The 2023 economy is setting up to be a tricky one to forecast. Political turmoil, stock market and investment instability, and supply chain issues are just some of the highlights. As these are typically discussed regarding our personal financial decisions, they affect our business decisions and strategies in much the same way.
As business owners and managers, we are called upon to grow our businesses, grow profit, and control spending all while navigating the most volatile time in our global markets since the Great Depression in the late 1920’s. So, in summary – worst economic conditions in roughly a century, global turmoil, and let’s not leave out the whole Covid situation.

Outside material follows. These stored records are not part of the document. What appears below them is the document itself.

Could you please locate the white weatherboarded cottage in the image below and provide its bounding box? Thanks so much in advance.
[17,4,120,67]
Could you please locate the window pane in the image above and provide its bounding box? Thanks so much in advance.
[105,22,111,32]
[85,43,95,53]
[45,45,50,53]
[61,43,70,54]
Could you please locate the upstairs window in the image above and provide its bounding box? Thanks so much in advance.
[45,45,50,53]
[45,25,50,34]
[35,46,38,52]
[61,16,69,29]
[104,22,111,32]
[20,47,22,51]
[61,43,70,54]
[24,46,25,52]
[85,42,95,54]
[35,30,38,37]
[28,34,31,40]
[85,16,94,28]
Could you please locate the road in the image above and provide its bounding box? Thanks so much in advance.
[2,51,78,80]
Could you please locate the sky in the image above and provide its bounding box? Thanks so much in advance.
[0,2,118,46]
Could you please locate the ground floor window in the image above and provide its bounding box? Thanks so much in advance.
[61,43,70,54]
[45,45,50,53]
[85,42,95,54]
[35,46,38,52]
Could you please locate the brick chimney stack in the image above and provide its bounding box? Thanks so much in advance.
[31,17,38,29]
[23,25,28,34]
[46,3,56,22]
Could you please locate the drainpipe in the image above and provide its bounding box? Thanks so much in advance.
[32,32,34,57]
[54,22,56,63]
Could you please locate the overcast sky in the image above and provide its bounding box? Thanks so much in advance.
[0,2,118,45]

That worldwide pandemic that has destroyed entire segments of the business world over the last 2+ years and is seemingly never ending at this point.

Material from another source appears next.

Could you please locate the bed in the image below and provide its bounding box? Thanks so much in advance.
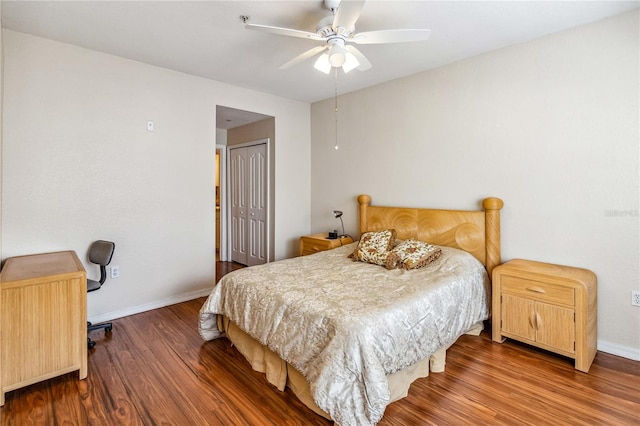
[199,195,503,425]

This isn’t meant to be a treatise on global economics, I just wanted to give some background to why TPM’s may well have a more powerful impact in our business lives than at any time in the last 40 years. As our respective businesses continue to navigate the economic storms, our needs become somewhat more basic. Lower risk tolerances, stretching our assets’ useful life windows while maximizing productivity, and streamlining internal processes to allow more staff flexibility are rapidly becoming SOP if they haven’t already. This is exactly the scenario where a TPM shines.

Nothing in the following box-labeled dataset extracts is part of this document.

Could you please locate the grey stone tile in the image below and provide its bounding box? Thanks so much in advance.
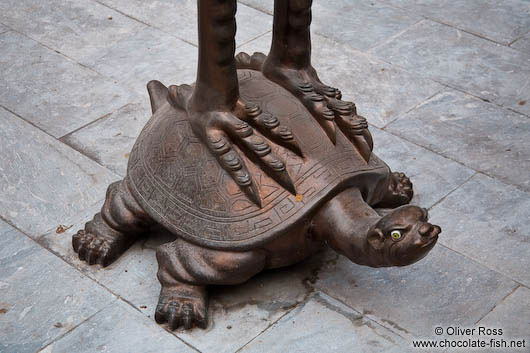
[431,174,530,286]
[373,20,530,115]
[81,27,197,95]
[387,90,530,191]
[0,23,9,34]
[0,226,116,353]
[0,219,13,235]
[61,102,151,176]
[240,35,443,127]
[382,0,530,44]
[40,300,195,353]
[243,0,422,51]
[38,206,325,353]
[0,0,146,59]
[511,33,530,55]
[242,293,407,353]
[477,287,530,349]
[0,108,117,236]
[370,128,475,208]
[239,0,274,15]
[316,242,516,339]
[447,287,530,353]
[312,0,422,51]
[0,32,138,137]
[94,0,272,45]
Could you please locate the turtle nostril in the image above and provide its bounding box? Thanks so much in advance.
[418,223,432,236]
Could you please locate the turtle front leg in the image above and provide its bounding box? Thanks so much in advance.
[376,172,414,208]
[155,239,266,330]
[72,181,153,267]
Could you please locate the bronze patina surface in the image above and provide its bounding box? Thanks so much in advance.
[73,0,441,329]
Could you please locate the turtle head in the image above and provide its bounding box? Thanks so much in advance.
[365,205,442,267]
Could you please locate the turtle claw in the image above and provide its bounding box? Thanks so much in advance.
[72,230,120,267]
[155,284,208,331]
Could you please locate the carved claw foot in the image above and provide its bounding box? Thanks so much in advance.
[236,52,373,161]
[155,284,208,330]
[72,219,134,267]
[169,85,301,207]
[378,172,414,208]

The fact is that technology waits for no one. In a 2022 Gartner poll of CFO’s, 66% said were planning to increase digital spend in the next 12 months and another 32% said they are maintaining current spending. That is the highest percentage in any spend category. This shows that digital technical acceleration remains key even in this environment. One of the strengths of TPM is the ability to convert CAPEX to OPEX, thereby freeing up funds from a budget line item of asset maintenance and letting it transition to additional CAPEX for your technical growth goals. There is often an opportunity to expand your IT assets usable lifetime by a number of years. This allows you to utilize your perfectly functional hardware instead of just churning to new hardware because of an arbitrary forecasted schedule.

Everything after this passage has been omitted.